Stochastic Localization via Iterative Posterior Sampling
Louis Grenioux, Maxence Noble, Marylou Gabrié, Alain Oliviero Durmus
TL;DR
This work tackles sampling from unnormalized densities by leveraging Stochastic Localization (SL), which uses an observation process Y_t that reveals X∼π through a time-dependent drift. It introduces SLIPS, a learning-free sampler that discretizes the SL dynamics and estimates the denoiser at each step via Monte Carlo posterior sampling, anchored by an SNR-driven, adaptive time discretization. A key theoretical contribution is the duality of log-concavity, which identifies a sweet spot t_0 balancing tractable initialization with reliable posterior sampling even for non-log-concave targets; this enables practical initialization and robust MC estimation. Empirically, SLIPS demonstrates strong performance on high-dimensional Gaussian mixtures, Bayesian logistic regression, and a φ^4 lattice field model, often outperforming state-of-the-art density-based samplers while requiring minimal tuning and no parametric score models.
Abstract
Building upon score-based learning, new interest in stochastic localization techniques has recently emerged. In these models, one seeks to noise a sample from the data distribution through a stochastic process, called observation process, and progressively learns a denoiser associated to this dynamics. Apart from specific applications, the use of stochastic localization for the problem of sampling from an unnormalized target density has not been explored extensively. This work contributes to fill this gap. We consider a general stochastic localization framework and introduce an explicit class of observation processes, associated with flexible denoising schedules.
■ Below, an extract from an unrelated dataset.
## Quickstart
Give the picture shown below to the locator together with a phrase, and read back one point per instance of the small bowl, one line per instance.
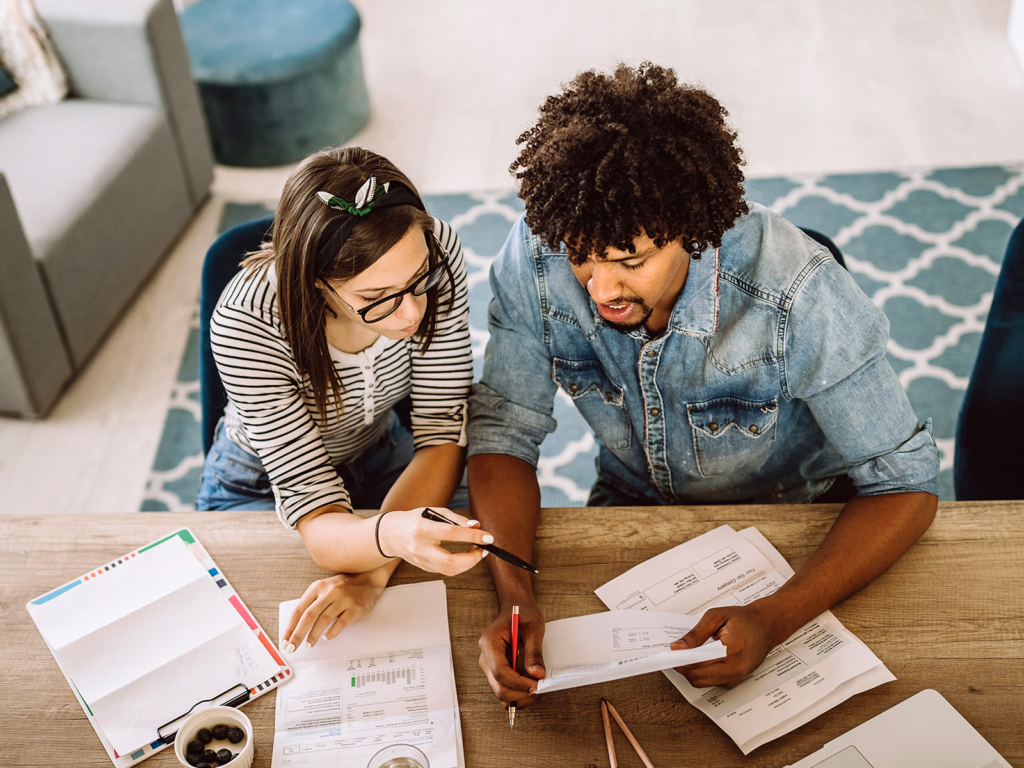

We provide a complete methodology, $\textit{Stochastic Localization via Iterative Posterior Sampling}$ (SLIPS), to obtain approximate samples of this dynamics, and as a by-product, samples from the target distribution. Our scheme is based on a Markov chain Monte Carlo estimation of the denoiser and comes with detailed practical guidelines. We illustrate the benefits and applicability of SLIPS on several benchmarks of multi-modal distributions, including Gaussian mixtures in increasing dimensions, Bayesian logistic regression and a high-dimensional field system from statistical-mechanics.